Three lines inherent to Huanca’s background come together in her work. Though perhaps never formulated as such, the conflict between those lines has yielded distinctive and groundbreaking work. If put in legal terms, the phrases would be jus soli and jus sanguini, two divergent areas of influence in which Huanca has always existed, the contrasts between her daily life in Chicago and her family trips to her parent’s native Bolivia, where she came into contact with different sorts of folklore, such as the celebrations surrounding the Virgin of Urkupiña. The impact of the radically different led to a certain sense of fantasy or of unreality that makes itself felt in her art. The third line would be the artist’s studies in Germany, which is key to understanding a certain expressive and chromatic bend.

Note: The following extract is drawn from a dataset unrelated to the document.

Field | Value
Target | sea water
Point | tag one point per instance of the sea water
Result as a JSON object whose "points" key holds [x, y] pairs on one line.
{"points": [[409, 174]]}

All of that is at play in Scar Cymbals. It is Huanca’s world developed by means of a fluid dialogue between setting and architecture, sculpture and performance. The power of the gesture, of the human body, of identity, and of how we relate to one another are the structuring links in a conversation channeled through nude performers who are covered in paint and makeup, skin rendered sensorial instrument. The performers interact with structures placed in the main gallery, some of which— Melanocytes/Etheric Template, for instance—are architectonic in nature. That transparent composition that presides over the front becomes opaque after each performance due to the chromatic marks left by the bodies. In other cases, the structures are installations; the morphology of the sand spiral in Sensory Neuron/Celestial Layer, for instance, determines the performers’ rituals.

 

Almost by inertia, a hallway leads to a space in which sound becomes central. The sensorial and powerful whole resulting from the enveloping sound and the body serves to reaffirm the identity of Huanca’s art. In this environment, the viewer receives impacts constantly, whether due to the nature of the sound used in a fantasy-like setting or to the colors and forms produced by materials that prove to be the source of the pigmentations that the performers use. Those sculptural installations, their double idiosyncrasy as process and as result, as well as the importance of sound art—with which Huanca has been working for years—in them bring to a close a journey from which escape is not all that easy. The show is a tireless exploration for the senses. It is somewhat chimerical and yet as real as the bodies and surfaces that make it up and as true as Donna Huanca’s different realities.